The Virtual Bookcase Reviews of 'Five Patients : The Hospital Explained':
Reviewer amazon.com wrote:Michael Crichton, creator of many a blockbuster, began his writing career while still a student at Harvard Medical School.
Though he never practiced medicine, the education was enough to put a gloss of verisimilitude on works like The Andromeda
Strain and the long-running television hit ER. Five Patients is ER in real life--circa 1969, when Crichton graduated from
medical school. Five different patients are examined at Massachusetts General Hospital; each patient's story illustrates
some larger aspect of the hospital system. Thus, Ralph Orlando's death from cardiac arrest engenders a brief history of the
modern hospital and emergency ward. John O'Connor, who has an unexplained high fever and infection, spends a month in
the hospital, leading to a discourse on the cost of medical care (perhaps the most eye-opening chapter of the book--or the
most unintentionally funny one from a 1999 perspective). The saga of Peter Luchesi, a worker whose hand is nearly severed
in an industrial accident, leads to a discussion of 20th-century surgical advances. Sylvia Thompson, a traveler with chest
pains who is seen by a doctor via closed-circuit TV at an airport, benefits from new (at the time) diagnostic and therapeutic
technologies that have altered irrevocably the doctor's role.
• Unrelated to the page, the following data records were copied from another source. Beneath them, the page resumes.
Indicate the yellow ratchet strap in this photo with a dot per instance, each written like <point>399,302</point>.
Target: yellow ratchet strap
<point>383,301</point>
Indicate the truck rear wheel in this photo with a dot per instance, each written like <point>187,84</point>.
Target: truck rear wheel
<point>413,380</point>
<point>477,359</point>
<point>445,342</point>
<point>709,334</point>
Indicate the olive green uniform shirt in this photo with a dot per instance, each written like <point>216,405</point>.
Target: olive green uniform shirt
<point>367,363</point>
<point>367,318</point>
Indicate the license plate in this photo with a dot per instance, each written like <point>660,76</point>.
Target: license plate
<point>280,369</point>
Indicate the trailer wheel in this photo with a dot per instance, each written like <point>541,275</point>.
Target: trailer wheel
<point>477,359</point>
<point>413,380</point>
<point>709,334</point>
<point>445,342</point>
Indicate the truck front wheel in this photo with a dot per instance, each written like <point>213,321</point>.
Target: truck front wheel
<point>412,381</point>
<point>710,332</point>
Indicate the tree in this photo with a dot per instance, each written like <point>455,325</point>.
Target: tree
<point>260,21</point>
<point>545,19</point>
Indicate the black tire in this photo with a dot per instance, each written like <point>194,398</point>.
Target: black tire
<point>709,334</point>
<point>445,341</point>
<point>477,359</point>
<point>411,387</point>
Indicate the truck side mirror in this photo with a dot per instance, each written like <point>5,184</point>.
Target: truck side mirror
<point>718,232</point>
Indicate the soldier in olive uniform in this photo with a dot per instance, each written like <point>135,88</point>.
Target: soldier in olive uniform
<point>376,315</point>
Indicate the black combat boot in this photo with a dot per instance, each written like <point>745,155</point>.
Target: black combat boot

Finally, the case of Edith Murphy, diagnosed with systemic
lupus erythematosus, serves quite literally to educate the medical students and interns who take on much of her care, as the
hospital staff hierarchy is dissected and explained. Crichton's style here tends to the sober and bureaucratic--reading it is
much more like brain surgery than hanging out in the staff room with George Clooney and Noah Wyle--but for the
industrious it's a fascinating glimpse of pre-HMO medicine.